Fuentes: Palestine for Peace and Democracy

Traducido para Rebelión por Sinfo Fernández

Este es el relato de Khalid Amayreh sobre el devenir de su vida bajo la «ocupación militar deshumanizadora» de Israel. La historia de Khalid es horrenda ya que, en sus propias palabras, la ocupación no supone más que «miseria perpetua, suplicio, persecución, esclavitud y deshumanización». Su frustración es tal que no puede acabar de transmitirnos «toda la extensión del mal interminable».

He llegado a admirar a Khalid por su valor, su franqueza y su inquebrantable dedicación en busca de justicia para los palestinos. Desde luego, la historia de Khalid es una de tantas: la periodista Laila El-Haddad escribió recientemente que todos y cada uno de los residentes en Gaza tienen una historia que contar.

Khalid es de Dura, un pueblo cerca de Hebrón. Escribe para Al-Ahram y Al Jazira.

Su historia es la siguiente:

«Cuando Israel ocupó Cisjordania en 1967, yo tenía nueve años. Eso significa que durante los últimos 34 años he estado «viviendo» en la «era de Israel» o, por decirlo más exactamente, bajo la ocupación militar deshumanizadora de Israel.

Tres años antes de que yo naciera, tres de mis cuatro tíos paternos, Husein, de 27 años, Mahmud, de 25 y Yosef, de 23, fueron asesinados por soldados israelíes. Eran simples pastores que estaban apacentando sus rebaños cerca del pueblo de Al Burg, próximo a la denominada línea del armisticio [1], a 20 kms al suroeste de la ciudad cisjordana de Hebrón. Además de mis tres tíos, otros tres familiares, incluida una mujer, fueron asimismo asesinados.
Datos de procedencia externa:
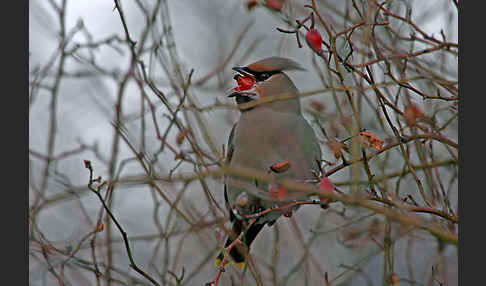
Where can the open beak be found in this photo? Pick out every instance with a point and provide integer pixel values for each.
(245, 83)
(241, 71)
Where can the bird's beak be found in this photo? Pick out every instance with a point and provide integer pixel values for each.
(241, 71)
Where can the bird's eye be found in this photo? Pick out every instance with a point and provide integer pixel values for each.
(264, 76)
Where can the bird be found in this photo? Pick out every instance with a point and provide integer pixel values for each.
(267, 135)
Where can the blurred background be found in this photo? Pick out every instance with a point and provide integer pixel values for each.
(136, 91)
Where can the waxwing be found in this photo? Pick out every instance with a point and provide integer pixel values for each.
(268, 135)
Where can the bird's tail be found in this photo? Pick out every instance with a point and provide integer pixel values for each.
(236, 252)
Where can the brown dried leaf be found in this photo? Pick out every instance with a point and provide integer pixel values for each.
(280, 167)
(317, 106)
(276, 5)
(372, 139)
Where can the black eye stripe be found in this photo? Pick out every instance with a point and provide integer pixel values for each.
(261, 76)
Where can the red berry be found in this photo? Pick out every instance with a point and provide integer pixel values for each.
(244, 83)
(314, 40)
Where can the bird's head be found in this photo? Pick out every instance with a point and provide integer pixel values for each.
(264, 79)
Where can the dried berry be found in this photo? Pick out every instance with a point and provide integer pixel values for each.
(314, 40)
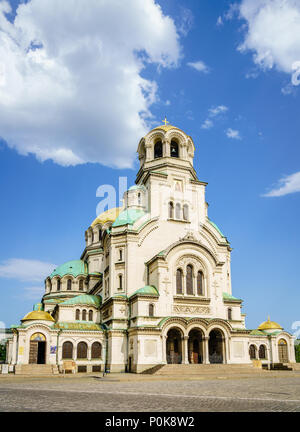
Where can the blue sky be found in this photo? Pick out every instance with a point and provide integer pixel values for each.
(225, 74)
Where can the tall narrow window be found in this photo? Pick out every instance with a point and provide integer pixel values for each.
(262, 352)
(185, 212)
(96, 350)
(189, 280)
(179, 289)
(200, 290)
(174, 149)
(158, 150)
(82, 350)
(171, 210)
(67, 350)
(151, 309)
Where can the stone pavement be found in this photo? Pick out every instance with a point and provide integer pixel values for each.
(269, 391)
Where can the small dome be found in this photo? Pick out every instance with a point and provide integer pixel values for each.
(269, 325)
(38, 315)
(74, 268)
(107, 216)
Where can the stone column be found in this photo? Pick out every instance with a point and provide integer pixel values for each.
(205, 350)
(186, 350)
(164, 349)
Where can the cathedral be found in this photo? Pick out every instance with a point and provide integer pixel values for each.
(152, 286)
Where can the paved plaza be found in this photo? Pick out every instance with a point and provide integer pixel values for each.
(128, 392)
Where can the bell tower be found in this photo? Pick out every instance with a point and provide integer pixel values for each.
(165, 148)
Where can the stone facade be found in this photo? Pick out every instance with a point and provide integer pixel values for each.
(153, 284)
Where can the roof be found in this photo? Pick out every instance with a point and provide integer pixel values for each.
(84, 299)
(128, 217)
(216, 227)
(147, 290)
(38, 316)
(74, 268)
(137, 187)
(107, 216)
(269, 325)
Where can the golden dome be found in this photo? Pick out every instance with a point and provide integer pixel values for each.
(38, 315)
(107, 216)
(269, 325)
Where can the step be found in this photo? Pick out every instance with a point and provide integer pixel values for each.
(192, 369)
(36, 369)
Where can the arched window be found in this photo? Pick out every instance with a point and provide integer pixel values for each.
(96, 350)
(262, 352)
(151, 309)
(179, 289)
(200, 290)
(189, 280)
(171, 210)
(81, 285)
(67, 350)
(186, 212)
(82, 350)
(252, 352)
(158, 150)
(174, 149)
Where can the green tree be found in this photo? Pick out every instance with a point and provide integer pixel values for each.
(2, 352)
(297, 351)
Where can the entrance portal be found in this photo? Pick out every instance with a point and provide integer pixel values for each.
(37, 351)
(174, 352)
(283, 351)
(195, 344)
(215, 346)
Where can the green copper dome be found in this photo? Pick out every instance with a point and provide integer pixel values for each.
(128, 217)
(74, 268)
(147, 290)
(84, 299)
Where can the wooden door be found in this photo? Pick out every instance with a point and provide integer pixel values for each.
(33, 352)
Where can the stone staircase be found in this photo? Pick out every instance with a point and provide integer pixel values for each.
(203, 369)
(281, 366)
(35, 369)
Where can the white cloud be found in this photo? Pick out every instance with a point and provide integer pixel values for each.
(34, 292)
(207, 124)
(273, 34)
(213, 112)
(286, 185)
(232, 133)
(200, 66)
(71, 88)
(26, 270)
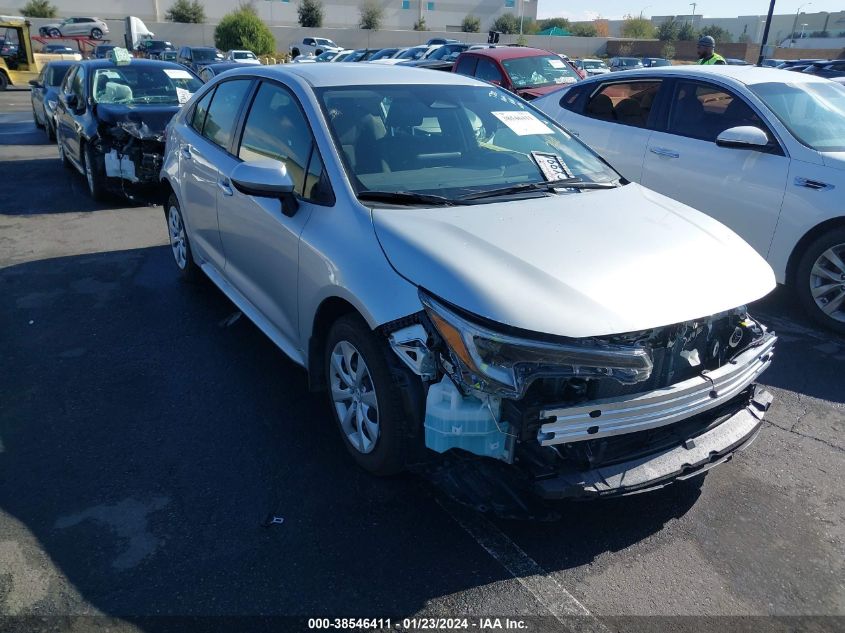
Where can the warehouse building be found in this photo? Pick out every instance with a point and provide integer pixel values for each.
(439, 15)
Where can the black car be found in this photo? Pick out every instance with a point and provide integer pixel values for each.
(101, 51)
(212, 70)
(152, 49)
(110, 120)
(195, 57)
(45, 94)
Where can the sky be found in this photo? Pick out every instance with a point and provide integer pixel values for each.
(614, 9)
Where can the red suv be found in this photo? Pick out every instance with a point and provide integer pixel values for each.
(528, 72)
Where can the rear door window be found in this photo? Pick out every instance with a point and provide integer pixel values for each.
(219, 126)
(628, 103)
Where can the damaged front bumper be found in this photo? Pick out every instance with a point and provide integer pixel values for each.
(692, 457)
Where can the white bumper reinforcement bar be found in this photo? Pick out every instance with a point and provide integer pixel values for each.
(638, 412)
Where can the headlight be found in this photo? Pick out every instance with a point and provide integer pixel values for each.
(498, 363)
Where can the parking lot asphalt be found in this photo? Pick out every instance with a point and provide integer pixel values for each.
(146, 435)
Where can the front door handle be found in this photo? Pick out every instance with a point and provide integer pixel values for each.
(225, 186)
(662, 151)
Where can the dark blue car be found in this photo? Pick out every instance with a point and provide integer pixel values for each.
(110, 120)
(45, 95)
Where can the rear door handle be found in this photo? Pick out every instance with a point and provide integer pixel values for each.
(662, 151)
(225, 186)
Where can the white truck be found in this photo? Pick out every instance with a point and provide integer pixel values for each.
(315, 45)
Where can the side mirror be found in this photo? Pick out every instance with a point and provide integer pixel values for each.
(743, 137)
(266, 179)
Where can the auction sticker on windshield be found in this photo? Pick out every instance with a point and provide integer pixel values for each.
(522, 123)
(177, 73)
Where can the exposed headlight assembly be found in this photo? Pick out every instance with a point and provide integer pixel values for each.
(505, 365)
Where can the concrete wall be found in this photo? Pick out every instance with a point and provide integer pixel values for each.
(446, 14)
(203, 35)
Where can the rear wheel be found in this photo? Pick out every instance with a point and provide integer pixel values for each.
(820, 280)
(367, 405)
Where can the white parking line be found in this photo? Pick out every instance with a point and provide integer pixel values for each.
(544, 587)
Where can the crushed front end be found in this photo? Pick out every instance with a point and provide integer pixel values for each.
(589, 418)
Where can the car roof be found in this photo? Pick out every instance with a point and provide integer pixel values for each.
(355, 74)
(510, 52)
(748, 75)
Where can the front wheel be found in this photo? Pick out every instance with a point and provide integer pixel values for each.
(94, 173)
(367, 405)
(180, 246)
(820, 280)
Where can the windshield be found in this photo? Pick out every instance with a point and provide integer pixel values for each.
(813, 112)
(414, 53)
(206, 55)
(450, 140)
(138, 85)
(541, 70)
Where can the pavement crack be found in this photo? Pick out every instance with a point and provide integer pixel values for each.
(809, 437)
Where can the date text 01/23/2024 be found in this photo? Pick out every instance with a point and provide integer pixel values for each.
(413, 624)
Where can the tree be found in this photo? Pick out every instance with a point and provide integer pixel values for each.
(668, 30)
(637, 28)
(687, 32)
(471, 24)
(39, 9)
(310, 13)
(722, 36)
(506, 23)
(371, 15)
(189, 11)
(561, 23)
(584, 30)
(242, 28)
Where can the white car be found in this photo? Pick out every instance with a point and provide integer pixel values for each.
(243, 57)
(409, 54)
(758, 149)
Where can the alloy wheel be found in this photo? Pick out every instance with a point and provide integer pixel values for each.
(177, 237)
(354, 397)
(827, 282)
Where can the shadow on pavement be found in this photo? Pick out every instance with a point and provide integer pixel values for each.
(808, 359)
(50, 188)
(146, 437)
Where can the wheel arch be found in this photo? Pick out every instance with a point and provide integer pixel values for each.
(808, 238)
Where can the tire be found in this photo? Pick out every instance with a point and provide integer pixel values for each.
(62, 156)
(180, 245)
(94, 173)
(821, 271)
(374, 423)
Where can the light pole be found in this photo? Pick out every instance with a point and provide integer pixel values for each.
(795, 23)
(522, 14)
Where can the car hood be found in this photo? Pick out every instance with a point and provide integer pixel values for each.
(533, 93)
(149, 120)
(582, 264)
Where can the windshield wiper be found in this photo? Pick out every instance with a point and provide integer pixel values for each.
(405, 197)
(546, 185)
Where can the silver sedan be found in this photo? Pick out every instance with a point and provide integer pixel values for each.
(457, 272)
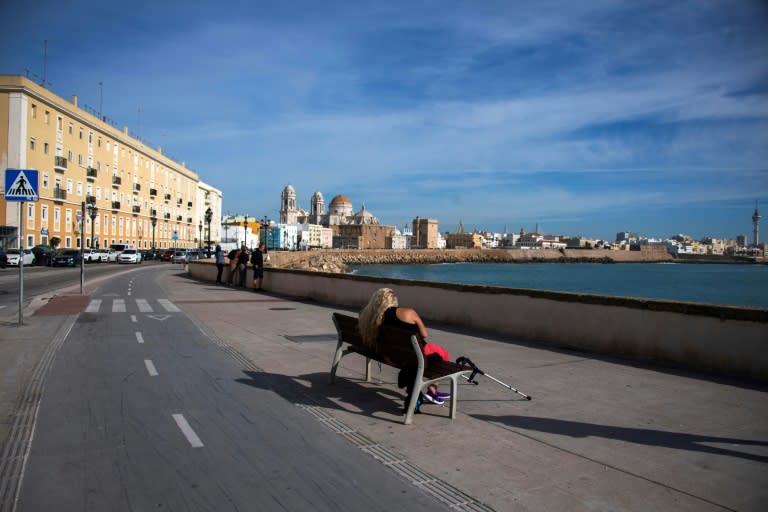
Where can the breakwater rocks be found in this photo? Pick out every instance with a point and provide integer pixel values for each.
(339, 261)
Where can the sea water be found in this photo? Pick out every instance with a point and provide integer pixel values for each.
(727, 284)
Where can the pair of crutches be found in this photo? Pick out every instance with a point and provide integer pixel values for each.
(466, 362)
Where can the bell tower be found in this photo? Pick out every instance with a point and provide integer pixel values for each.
(755, 229)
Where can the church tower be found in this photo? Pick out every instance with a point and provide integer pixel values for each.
(755, 221)
(288, 210)
(316, 208)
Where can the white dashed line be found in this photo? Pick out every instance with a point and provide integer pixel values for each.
(181, 421)
(151, 368)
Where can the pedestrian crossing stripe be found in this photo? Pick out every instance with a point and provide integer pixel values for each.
(122, 306)
(21, 185)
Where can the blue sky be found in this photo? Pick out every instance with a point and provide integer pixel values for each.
(586, 118)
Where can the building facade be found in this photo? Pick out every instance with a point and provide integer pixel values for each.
(134, 194)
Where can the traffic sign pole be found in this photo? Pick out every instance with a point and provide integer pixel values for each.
(21, 264)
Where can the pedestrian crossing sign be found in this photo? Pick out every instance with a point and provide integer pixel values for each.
(21, 185)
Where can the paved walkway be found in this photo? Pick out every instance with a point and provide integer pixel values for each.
(599, 434)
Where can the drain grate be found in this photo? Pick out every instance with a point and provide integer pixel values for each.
(311, 338)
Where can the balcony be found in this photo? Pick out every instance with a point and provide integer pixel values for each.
(60, 164)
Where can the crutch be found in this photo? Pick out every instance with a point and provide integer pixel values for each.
(465, 361)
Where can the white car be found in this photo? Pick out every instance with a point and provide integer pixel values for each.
(129, 256)
(14, 255)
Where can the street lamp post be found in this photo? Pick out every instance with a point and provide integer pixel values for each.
(208, 218)
(245, 230)
(153, 219)
(92, 212)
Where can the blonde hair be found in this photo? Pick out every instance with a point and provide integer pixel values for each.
(372, 315)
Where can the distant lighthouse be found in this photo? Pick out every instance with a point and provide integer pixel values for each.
(755, 222)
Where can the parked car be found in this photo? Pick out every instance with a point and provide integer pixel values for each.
(129, 256)
(14, 256)
(180, 257)
(92, 256)
(104, 255)
(67, 258)
(43, 254)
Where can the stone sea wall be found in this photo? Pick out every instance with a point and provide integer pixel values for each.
(339, 261)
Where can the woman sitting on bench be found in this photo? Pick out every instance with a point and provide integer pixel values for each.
(383, 309)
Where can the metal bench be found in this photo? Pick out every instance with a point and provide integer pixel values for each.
(400, 349)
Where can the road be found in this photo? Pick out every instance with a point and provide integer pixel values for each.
(142, 411)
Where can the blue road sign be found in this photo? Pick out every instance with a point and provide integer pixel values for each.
(21, 185)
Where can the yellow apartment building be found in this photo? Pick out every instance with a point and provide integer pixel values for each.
(133, 194)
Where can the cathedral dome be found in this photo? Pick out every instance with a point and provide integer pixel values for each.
(341, 200)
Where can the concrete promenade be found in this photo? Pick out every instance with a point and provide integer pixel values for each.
(599, 434)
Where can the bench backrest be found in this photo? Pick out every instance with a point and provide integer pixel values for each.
(395, 347)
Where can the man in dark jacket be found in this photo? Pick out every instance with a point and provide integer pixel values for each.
(242, 264)
(257, 260)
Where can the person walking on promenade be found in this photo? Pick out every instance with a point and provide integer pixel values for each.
(219, 255)
(257, 260)
(232, 256)
(242, 264)
(383, 309)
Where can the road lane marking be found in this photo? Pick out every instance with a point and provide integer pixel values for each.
(118, 306)
(182, 423)
(169, 306)
(151, 368)
(93, 306)
(144, 306)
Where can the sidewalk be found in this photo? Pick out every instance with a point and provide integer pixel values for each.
(599, 434)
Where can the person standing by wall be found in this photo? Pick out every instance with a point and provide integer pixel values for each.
(232, 256)
(257, 260)
(242, 265)
(219, 255)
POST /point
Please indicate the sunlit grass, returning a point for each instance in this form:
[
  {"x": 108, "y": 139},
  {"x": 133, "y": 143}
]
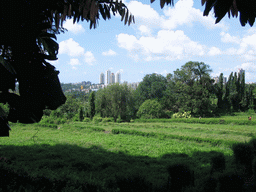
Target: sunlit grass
[{"x": 79, "y": 153}]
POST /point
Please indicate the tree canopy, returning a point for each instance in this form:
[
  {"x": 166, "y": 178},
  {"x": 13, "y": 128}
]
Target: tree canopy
[{"x": 28, "y": 31}]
De hecho, los israelíes no sólo mataron a tres hombres de mi familia sino que también confiscaron las 300 ovejas de las que dependía fundamentalmente nuestro sustento. Este desastre nos condenó a una vida de miseria y pobreza durante muchos años. Así, mi familia tuvo que vivir en una cueva durante 22 años. La miseria, el sufrimiento, la pobreza más abyecta inundaron todos los aspectos de nuestra vida. Hasta el día de hoy, el gobierno israelí ni ha admitido su culpa por el crimen ni nos ha compensado por el robo de todas nuestras propiedades. Desde luego, nuestras pérdidas no se limitaron a los tres tíos asesinados en un solo día y a las 300 ovejas arrebatadas por el gobierno israelí. Nos habían quitado mucho más seis años antes, en 1948: nuestra tierra en al-Za’ak, Um Hartain, nuestra casa, todo.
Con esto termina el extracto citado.